- Monday, February 23, 2015

Air is essential — a couple of minutes without it is proof enough — and clean air is the best kind. While we’re breathing, most of us prefer that the air we inhale is clean. The air in much of China, for example, is so foul there’s a growing business for taking tourists to Taipei or Manila on what are called “breathing tours.”

Gina McCarthy, administrator of the Environmental Protection Agency, and Secretary of State John F. Kerry have joined their agencies to create a “clean air force,” or maybe a “clear air force,” to monitor the air quality at diplomatic posts around the world. It’s intended to promote good health for the American diplomats and the local population alike.

“Environmental challenges like climate change, overfishing, the acidification of our oceans, air pollution — none of these challenges respect international borders,” Mr. Kerry, sure of no attempts at effective contradiction, said at a signing ceremony in Washington. “They injure us all, however.
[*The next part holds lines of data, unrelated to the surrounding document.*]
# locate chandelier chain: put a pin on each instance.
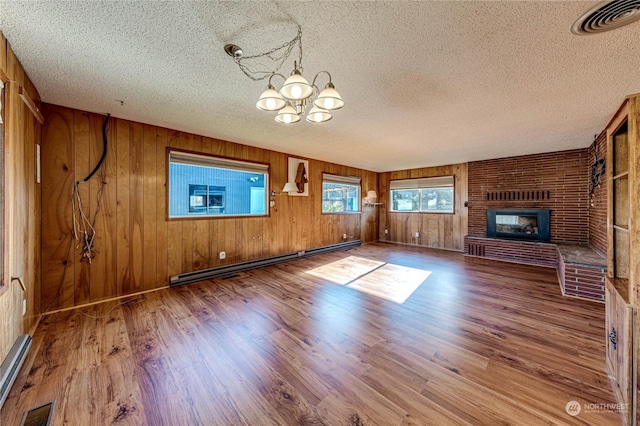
(279, 59)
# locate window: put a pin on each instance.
(340, 194)
(428, 195)
(203, 185)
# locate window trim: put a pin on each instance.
(344, 179)
(4, 88)
(219, 161)
(435, 182)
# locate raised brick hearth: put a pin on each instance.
(581, 270)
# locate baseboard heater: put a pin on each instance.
(207, 274)
(11, 365)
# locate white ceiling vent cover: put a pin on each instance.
(607, 16)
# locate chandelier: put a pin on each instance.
(296, 94)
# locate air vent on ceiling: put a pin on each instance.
(607, 16)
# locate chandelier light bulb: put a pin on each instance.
(296, 91)
(287, 115)
(270, 100)
(329, 98)
(296, 87)
(318, 115)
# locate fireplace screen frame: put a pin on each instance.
(542, 218)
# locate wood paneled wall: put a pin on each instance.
(439, 230)
(137, 248)
(22, 205)
(598, 203)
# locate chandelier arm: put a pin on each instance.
(320, 72)
(279, 60)
(300, 46)
(278, 74)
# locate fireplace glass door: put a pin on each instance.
(517, 224)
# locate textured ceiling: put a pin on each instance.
(424, 83)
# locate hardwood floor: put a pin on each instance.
(479, 342)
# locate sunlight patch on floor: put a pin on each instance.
(385, 280)
(391, 282)
(345, 270)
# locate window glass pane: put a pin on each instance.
(406, 200)
(429, 195)
(202, 190)
(437, 200)
(340, 197)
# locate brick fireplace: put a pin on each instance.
(505, 198)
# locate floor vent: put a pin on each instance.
(207, 274)
(606, 16)
(38, 416)
(476, 249)
(11, 365)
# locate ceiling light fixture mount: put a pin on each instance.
(233, 50)
(296, 93)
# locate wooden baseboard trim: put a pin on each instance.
(97, 302)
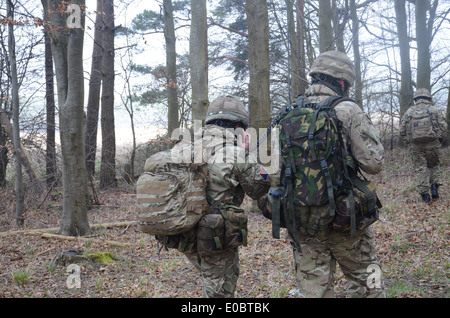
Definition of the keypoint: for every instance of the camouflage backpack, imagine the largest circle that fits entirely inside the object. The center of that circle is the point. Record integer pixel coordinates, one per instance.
(315, 172)
(171, 196)
(422, 126)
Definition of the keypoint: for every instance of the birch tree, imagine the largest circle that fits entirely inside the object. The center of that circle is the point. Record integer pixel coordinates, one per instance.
(198, 59)
(67, 33)
(259, 65)
(108, 156)
(16, 110)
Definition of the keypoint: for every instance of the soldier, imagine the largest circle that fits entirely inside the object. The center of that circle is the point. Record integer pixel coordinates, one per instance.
(333, 74)
(230, 180)
(423, 128)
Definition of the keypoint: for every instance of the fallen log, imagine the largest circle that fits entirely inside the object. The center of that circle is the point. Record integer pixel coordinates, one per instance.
(55, 229)
(84, 239)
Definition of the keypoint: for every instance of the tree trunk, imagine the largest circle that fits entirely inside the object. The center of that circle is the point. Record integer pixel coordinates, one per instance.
(294, 54)
(50, 154)
(67, 50)
(25, 158)
(338, 28)
(423, 45)
(171, 66)
(447, 140)
(406, 90)
(325, 29)
(303, 85)
(3, 156)
(16, 110)
(356, 54)
(198, 60)
(108, 157)
(259, 64)
(95, 82)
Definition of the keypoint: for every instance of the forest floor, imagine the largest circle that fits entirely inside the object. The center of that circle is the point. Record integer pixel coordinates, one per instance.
(412, 246)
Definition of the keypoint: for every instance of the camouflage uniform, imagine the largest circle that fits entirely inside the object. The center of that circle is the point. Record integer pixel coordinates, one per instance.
(315, 266)
(425, 155)
(233, 172)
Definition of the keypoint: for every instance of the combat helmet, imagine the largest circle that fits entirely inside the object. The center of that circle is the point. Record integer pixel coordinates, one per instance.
(228, 108)
(422, 92)
(335, 64)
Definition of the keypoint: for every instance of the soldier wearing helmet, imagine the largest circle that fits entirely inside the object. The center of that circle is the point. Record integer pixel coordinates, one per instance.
(332, 74)
(423, 128)
(229, 181)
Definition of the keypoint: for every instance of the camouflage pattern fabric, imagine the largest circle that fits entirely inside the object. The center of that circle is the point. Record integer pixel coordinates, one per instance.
(219, 272)
(230, 168)
(439, 124)
(307, 154)
(359, 135)
(315, 267)
(426, 161)
(425, 155)
(171, 196)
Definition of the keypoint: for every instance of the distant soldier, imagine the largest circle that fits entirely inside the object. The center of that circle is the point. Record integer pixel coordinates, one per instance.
(424, 128)
(232, 174)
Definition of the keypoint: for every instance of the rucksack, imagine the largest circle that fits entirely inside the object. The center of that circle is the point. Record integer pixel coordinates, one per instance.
(422, 126)
(315, 171)
(171, 195)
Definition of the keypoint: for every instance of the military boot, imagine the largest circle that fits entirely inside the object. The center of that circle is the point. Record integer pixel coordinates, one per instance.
(426, 197)
(434, 191)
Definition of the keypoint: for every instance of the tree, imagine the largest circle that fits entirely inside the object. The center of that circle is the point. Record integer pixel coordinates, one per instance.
(423, 45)
(301, 72)
(259, 64)
(406, 90)
(325, 29)
(95, 82)
(67, 51)
(198, 60)
(171, 66)
(356, 53)
(50, 154)
(16, 110)
(108, 156)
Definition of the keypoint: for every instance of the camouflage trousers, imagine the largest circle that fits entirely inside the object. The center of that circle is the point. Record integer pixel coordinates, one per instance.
(315, 266)
(426, 159)
(219, 272)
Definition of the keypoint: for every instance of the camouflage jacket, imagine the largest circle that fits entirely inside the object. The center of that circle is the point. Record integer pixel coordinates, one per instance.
(359, 135)
(233, 172)
(439, 122)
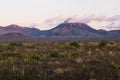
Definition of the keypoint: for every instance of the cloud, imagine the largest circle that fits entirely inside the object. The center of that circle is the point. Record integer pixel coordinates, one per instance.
(97, 22)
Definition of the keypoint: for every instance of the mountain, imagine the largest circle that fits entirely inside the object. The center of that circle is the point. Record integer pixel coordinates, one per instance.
(62, 32)
(18, 29)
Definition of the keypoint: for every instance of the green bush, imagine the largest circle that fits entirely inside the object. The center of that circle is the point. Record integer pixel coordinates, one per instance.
(103, 43)
(1, 47)
(17, 44)
(54, 54)
(11, 48)
(36, 57)
(75, 44)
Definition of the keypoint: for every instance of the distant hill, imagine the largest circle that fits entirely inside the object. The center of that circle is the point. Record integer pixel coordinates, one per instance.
(18, 29)
(64, 31)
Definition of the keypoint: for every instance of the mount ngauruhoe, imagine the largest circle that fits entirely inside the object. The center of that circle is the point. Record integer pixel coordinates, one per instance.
(80, 31)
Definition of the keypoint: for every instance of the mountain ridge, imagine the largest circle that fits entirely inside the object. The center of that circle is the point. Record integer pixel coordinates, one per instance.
(81, 30)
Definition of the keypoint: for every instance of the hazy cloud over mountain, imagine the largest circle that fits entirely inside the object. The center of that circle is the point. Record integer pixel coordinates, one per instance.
(98, 22)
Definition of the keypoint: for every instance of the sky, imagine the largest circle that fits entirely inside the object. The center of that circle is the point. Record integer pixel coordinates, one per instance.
(46, 14)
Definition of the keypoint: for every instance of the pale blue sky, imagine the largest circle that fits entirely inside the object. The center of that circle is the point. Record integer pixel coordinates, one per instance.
(27, 12)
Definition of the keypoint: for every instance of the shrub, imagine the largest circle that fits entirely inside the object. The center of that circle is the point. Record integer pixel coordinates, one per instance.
(1, 47)
(36, 57)
(11, 48)
(75, 44)
(17, 44)
(54, 54)
(103, 43)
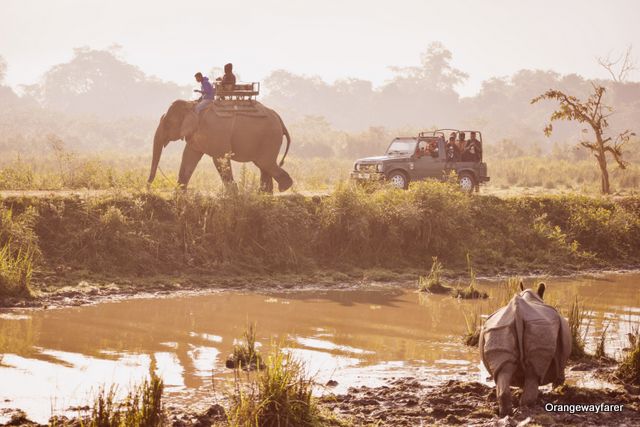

They affect people everywhere.” The EPA-State Department partnership, according to a written mission statement, “reflects efficient use of government resources and a whole-of-government approach to diplomacy.”

Still, the folks who, until recently, were stationed at the U.S. Embassy in Sanaa, Yemen, might question whether a squad of technicians with air-monitoring instruments would quite fit the definition of a “whole-of-government approach to diplomacy.” On Feb. 11, they were forced to drop everything to flee before the gathering storm of Islamic jihadis (sorry, President Obama, but there wasn’t a Christian or Jew in the whole of the invasion force) who struck the capital of that Gulf nation. Given the billions spent by the United States on intelligence-gathering, an embassy might expect that a “whole-of-government approach” would include a little more help than advice to get out of Dodge before the invaders arrive.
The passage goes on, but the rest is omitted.